Chiefari è ricoverato con una serie di pluritraumi in un letto al reparto di chirurgia dell’ospedale di Noverato. A fatica Chiefari racconta quanto è successo ancora incredulo per come si sono svolti i fatti.

«Sabato sera davanti al mio locale – dice –  abbiamo posizionato un maxi schermo per i Mondiali e per vedere insieme ai nostri affezionati clienti la partita tra Italia e Inghilterra. Una serata normale con qualche grido di gioia in occasioni delle reti azzurre, ma niente di così rilevante.
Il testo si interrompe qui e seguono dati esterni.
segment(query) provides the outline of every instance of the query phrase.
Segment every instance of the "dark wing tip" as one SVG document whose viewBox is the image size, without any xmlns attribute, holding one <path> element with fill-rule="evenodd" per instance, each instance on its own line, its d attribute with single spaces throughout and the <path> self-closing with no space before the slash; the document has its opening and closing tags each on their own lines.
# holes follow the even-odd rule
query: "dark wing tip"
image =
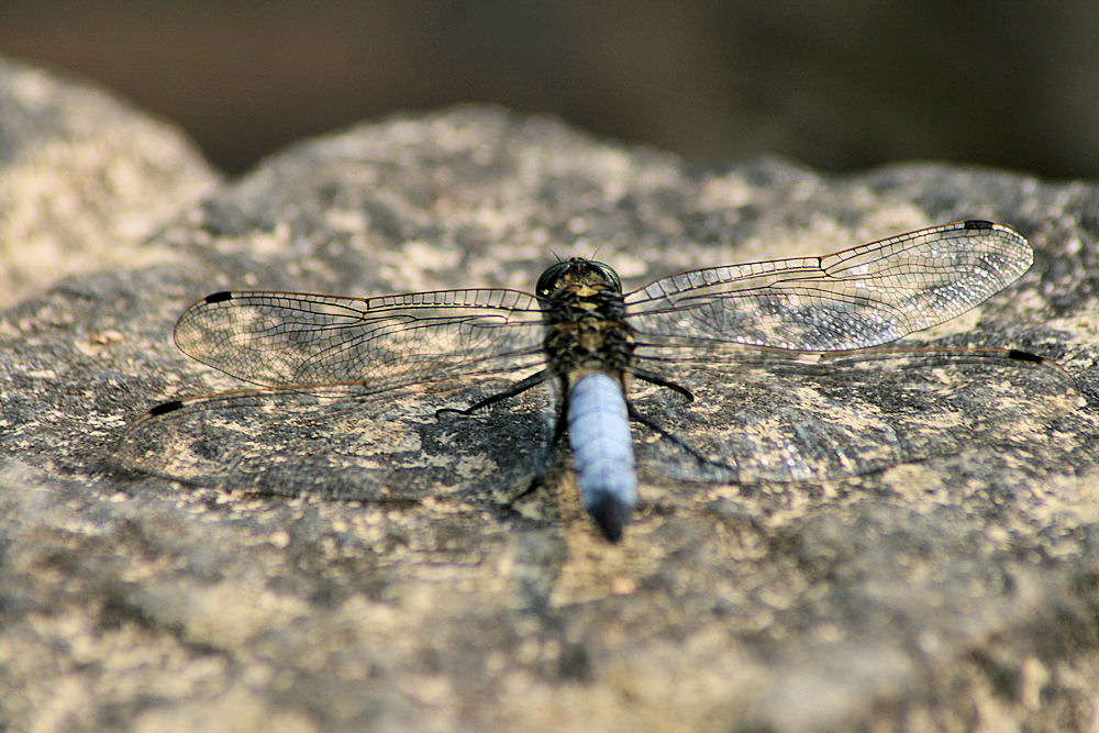
<svg viewBox="0 0 1099 733">
<path fill-rule="evenodd" d="M 609 493 L 599 497 L 587 509 L 591 518 L 596 520 L 599 531 L 609 542 L 618 542 L 622 538 L 622 532 L 630 523 L 630 515 L 633 513 L 633 507 Z"/>
<path fill-rule="evenodd" d="M 168 412 L 175 412 L 176 410 L 184 407 L 184 403 L 179 400 L 170 400 L 168 402 L 162 402 L 148 411 L 149 418 L 155 418 L 156 415 L 167 414 Z"/>
</svg>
Noi non facciamo certo musica o discoteca e l’occasione dei Mondiali è stata  per noi e il nostro locale una cosa episodica».

«Chiuso alle ore due il locale – aggiunge Chiefari – al mattino  intorno alle ore otto ho effettuato la regolare apertura, poi mi sono allontanato all’esterno per innaffiare il verde del locale. All’improvviso verso di me è venuto una persona palestrata e a torso nudo, neanche una parola che facesse presagire quello che sarebbe successo da lì a qualche minuto. Improvvisamente quella persona mi ha dato una testata rompendomi il setto nasale  e facendomi cadere a terra. Solo il tempo di alzarmi per cercare in qualche modo di difendermi che sono stato fermato da dietro dal padre di questa persona che mi impediva di muovermi. A quel punto è iniziata una aggressione vera e propria, colpi selvaggi, pugni, calci  e spintoni. A quel punto è intervenuta in mio soccorso una dipendente del mio locale che ha cercato di mettersi tra me e quelle due persone. M la ragazza è stata con forza scaraventata a terra  subendo  anche lei una serie di lesioni».

Anche una donna che dal marciapiede di fronte veniva in mio soccorso – dice ancora Chiefari con un filo di voce –  è stata  investita in modo involontario da una autovettura in transito. Scene di panico  agli occhi dei presenti. Solo l’arrivo delle forze dell’ordine, carabinieri del nucleo radiomobile e polizia municipale ha messo la parola fine a questa aggressione».

 Ora il tutto è al vaglio degli inquirenti. Le immagini del sistema di videosorveglianza daranno una valida mano per ricostruire le fasi di quanto accaduto in una mattina di domenica con Soverato ancora assonnata.

Adesso Chiefari è nel letto di un ospedale, dolorante e frastornato, lui e la sua famiglia vogliono solo lavorare in pace e gestire i loro due locali, l’altro è situato accanto all’ospedale cittadino.

Il referto dell’ospedale parla chiaro: ”Frattura scomposta del setto nasale, caviglia slogata, frattura polso destro, due costole contuse, un morso con sei punti di sutura, dolori e contusioni diffusi per tutto il corpo, per un totale di trenta giorni di prognosi”.

Chiefari ha presentato denuncia presso i carabinieri della compagnia di Soverato, per lesioni e aggressione verso due persone. Agli inquirenti ora spetta di verificare l’esatta dinamica di questi fatti.